Comparisons between CFI and other markers of cardiac performance (CP and LVSWI) are displayed in Figure 1. Figure 1 demonstrates the significant correlation between CFI and LVSWI (sepsis: r² = 0.30, P = 0.001; AHF: r² = 0.23, p = 0.002) as well as CFI and CP (sepsis: r² = 0.39, P < 0.001; AHF: r² = 0.45, P < 0.001) in both patient groups. In Figures 1a and 1b, the CFI values of four septic patients with depressed cardiac function can easily be identified. The correlations between GEF and LVSWI (sepsis: r² = 0.26, P = 0.001; AHF: r² = 0.18, P = 0.006) plus GEF and CP (sepsis: r² = 0.22, P = 0.004; AHF: r² = 0.13, P = 0.01), as shown in Figure 2, were comparable to the corresponding CFI correlations in Figure 1. The overall correlation between CFI and GEF was r² = 0.81 (P < 0.001). Figure 3 shows the relationships between CFI and PAOP and between CFI and SmvO₂. It demonstrates the significant negative correlation between CFI and PAOP (r² = -0.18, P = 0.006) in AHF patients but not in patients with sepsis (P = 0.89). On the other hand, CFI was significantly correlated with SmvO₂ in septic patients (r² = 0.22, P = 0.004) but not in those with heart failure (P = 0.26).

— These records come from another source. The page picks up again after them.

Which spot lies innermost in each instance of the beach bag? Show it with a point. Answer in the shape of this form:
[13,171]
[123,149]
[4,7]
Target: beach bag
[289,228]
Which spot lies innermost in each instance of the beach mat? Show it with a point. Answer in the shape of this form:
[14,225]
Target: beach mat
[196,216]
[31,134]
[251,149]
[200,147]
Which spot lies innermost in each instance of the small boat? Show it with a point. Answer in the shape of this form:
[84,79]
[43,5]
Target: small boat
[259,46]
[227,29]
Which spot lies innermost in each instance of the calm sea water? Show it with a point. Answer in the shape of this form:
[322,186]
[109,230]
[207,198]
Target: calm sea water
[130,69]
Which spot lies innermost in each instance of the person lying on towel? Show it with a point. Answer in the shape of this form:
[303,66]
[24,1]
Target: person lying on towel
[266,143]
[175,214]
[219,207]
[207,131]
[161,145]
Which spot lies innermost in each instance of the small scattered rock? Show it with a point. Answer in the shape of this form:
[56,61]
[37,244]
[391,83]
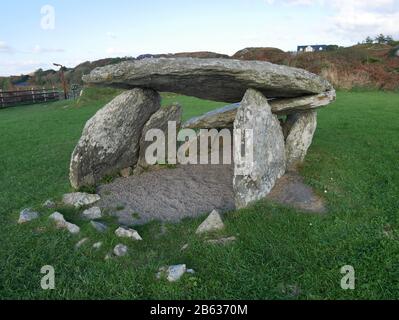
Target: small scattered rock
[211,224]
[80,199]
[100,227]
[108,256]
[59,219]
[49,204]
[128,233]
[222,241]
[81,243]
[120,250]
[27,215]
[126,173]
[93,213]
[172,273]
[63,224]
[72,228]
[97,245]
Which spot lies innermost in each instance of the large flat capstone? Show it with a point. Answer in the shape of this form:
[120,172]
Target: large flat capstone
[224,117]
[224,80]
[111,139]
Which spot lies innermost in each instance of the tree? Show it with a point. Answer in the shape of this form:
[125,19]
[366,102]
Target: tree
[369,40]
[389,40]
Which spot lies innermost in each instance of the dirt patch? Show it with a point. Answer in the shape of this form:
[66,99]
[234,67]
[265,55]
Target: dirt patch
[170,194]
[291,191]
[190,191]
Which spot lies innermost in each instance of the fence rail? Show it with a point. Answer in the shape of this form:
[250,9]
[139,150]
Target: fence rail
[32,96]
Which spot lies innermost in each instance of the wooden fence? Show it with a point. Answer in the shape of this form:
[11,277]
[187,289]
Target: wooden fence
[32,96]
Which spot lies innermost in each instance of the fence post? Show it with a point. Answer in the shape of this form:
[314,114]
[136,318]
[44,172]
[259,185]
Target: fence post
[1,98]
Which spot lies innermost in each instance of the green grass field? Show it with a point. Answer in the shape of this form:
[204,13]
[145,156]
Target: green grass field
[280,253]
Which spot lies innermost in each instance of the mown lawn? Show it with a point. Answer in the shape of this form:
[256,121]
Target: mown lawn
[280,253]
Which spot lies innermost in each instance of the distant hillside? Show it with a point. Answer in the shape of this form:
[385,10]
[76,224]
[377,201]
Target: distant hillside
[370,66]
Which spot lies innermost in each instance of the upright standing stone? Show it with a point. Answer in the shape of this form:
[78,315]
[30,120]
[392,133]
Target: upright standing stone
[159,121]
[110,140]
[268,150]
[302,127]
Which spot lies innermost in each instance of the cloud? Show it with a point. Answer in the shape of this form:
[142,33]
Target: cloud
[117,51]
[4,48]
[355,19]
[38,49]
[111,35]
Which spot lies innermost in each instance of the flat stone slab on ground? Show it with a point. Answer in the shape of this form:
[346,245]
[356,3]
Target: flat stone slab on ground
[190,191]
[80,199]
[212,224]
[291,191]
[27,215]
[93,213]
[170,194]
[223,80]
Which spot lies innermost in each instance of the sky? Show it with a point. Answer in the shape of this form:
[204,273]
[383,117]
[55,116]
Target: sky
[35,33]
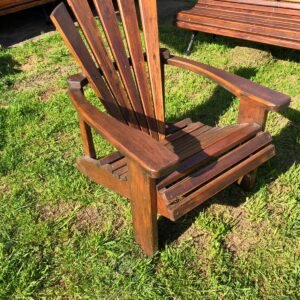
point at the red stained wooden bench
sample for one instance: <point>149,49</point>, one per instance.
<point>271,22</point>
<point>11,6</point>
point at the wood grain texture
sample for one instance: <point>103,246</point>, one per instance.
<point>131,142</point>
<point>148,11</point>
<point>131,29</point>
<point>64,24</point>
<point>85,17</point>
<point>270,22</point>
<point>166,169</point>
<point>12,6</point>
<point>144,208</point>
<point>238,86</point>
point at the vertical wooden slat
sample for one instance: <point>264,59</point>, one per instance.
<point>85,17</point>
<point>109,22</point>
<point>144,208</point>
<point>148,10</point>
<point>131,28</point>
<point>64,24</point>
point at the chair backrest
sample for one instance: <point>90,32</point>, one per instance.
<point>129,84</point>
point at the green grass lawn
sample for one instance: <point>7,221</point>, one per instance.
<point>62,236</point>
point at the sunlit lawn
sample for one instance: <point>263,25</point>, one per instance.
<point>62,236</point>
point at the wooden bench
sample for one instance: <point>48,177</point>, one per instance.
<point>11,6</point>
<point>271,22</point>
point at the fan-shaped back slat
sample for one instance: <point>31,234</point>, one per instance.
<point>132,94</point>
<point>148,11</point>
<point>110,25</point>
<point>89,27</point>
<point>131,28</point>
<point>64,24</point>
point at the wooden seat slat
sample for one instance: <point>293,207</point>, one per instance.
<point>271,8</point>
<point>167,169</point>
<point>196,179</point>
<point>241,35</point>
<point>177,210</point>
<point>244,18</point>
<point>255,28</point>
<point>249,12</point>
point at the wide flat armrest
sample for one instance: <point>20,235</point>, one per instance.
<point>271,100</point>
<point>152,156</point>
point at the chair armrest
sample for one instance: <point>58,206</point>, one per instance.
<point>269,99</point>
<point>152,156</point>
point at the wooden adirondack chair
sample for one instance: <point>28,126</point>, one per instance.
<point>165,169</point>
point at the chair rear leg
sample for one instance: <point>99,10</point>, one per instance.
<point>144,208</point>
<point>190,46</point>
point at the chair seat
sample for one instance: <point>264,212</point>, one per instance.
<point>211,158</point>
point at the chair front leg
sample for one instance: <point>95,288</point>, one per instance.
<point>250,112</point>
<point>144,208</point>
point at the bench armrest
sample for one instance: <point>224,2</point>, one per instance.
<point>269,99</point>
<point>152,156</point>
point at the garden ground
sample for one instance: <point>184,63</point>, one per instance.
<point>62,236</point>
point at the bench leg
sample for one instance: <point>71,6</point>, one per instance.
<point>143,208</point>
<point>190,46</point>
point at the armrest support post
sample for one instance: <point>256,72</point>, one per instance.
<point>134,144</point>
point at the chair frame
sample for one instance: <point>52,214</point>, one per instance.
<point>138,147</point>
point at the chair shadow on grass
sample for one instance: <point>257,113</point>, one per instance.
<point>287,151</point>
<point>8,66</point>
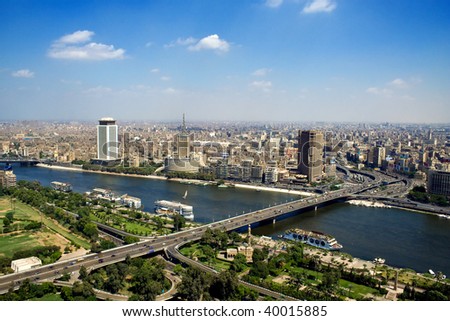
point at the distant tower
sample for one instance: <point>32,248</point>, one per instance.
<point>183,141</point>
<point>107,139</point>
<point>310,154</point>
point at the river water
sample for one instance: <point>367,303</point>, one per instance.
<point>404,238</point>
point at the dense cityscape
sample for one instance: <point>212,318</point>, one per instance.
<point>260,158</point>
<point>406,166</point>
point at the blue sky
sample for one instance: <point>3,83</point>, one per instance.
<point>261,60</point>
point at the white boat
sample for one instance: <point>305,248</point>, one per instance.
<point>313,238</point>
<point>62,187</point>
<point>379,260</point>
<point>171,208</point>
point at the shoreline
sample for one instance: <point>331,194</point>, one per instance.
<point>99,172</point>
<point>163,178</point>
<point>273,189</point>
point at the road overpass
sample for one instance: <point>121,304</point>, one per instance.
<point>170,242</point>
<point>21,161</point>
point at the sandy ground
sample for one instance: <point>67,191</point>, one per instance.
<point>74,254</point>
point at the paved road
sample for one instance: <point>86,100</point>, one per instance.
<point>151,245</point>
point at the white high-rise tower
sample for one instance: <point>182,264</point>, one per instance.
<point>107,139</point>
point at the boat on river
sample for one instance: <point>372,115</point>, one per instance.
<point>172,208</point>
<point>313,238</point>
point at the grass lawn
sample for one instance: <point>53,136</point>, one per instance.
<point>357,291</point>
<point>26,212</point>
<point>49,297</point>
<point>9,244</point>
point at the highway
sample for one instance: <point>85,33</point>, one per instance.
<point>171,242</point>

All AHF patients had an SmvO₂ of not more than 70% and a CFI of less than 4.5 per minute, except one suffering from congenital heart disease, who presented with low central venous oxygen saturation and shock. In this patient (classified as AHF because of her history), PAC showed a CI of 3.6 L/minute per square metre and an SmvO₂ of 68%. PiCCO revealed a CFI of at least 4.5 per minute in two of four measurements and a GEF of greater than 20% in all four measurements.

All septic patients with cardiac dysfunction (CFI of less than 4.5 per minute) had an SmvO₂ of not more than 70%. Among those with a CFI of at least 4.5 per minute, 1 patient had four SmvO₂ values of less than 70%, most likely because of hypovolemia. The remaining four points of less than 70% (2 patients) were associated with an arterial oxygen saturation of below 92% (Figure 3b).

PAOP did not correlate with ELWI and PVPI either in septic or in heart failure patients (Figure 4). Five of 12 patients with AHF and 6 of 9 with sepsis had at least one PVPI value of greater than 3.0, indicating that PVPI may not discriminate between heart failure and sepsis. No correlations were found between PAOP and GEDVI (data not shown).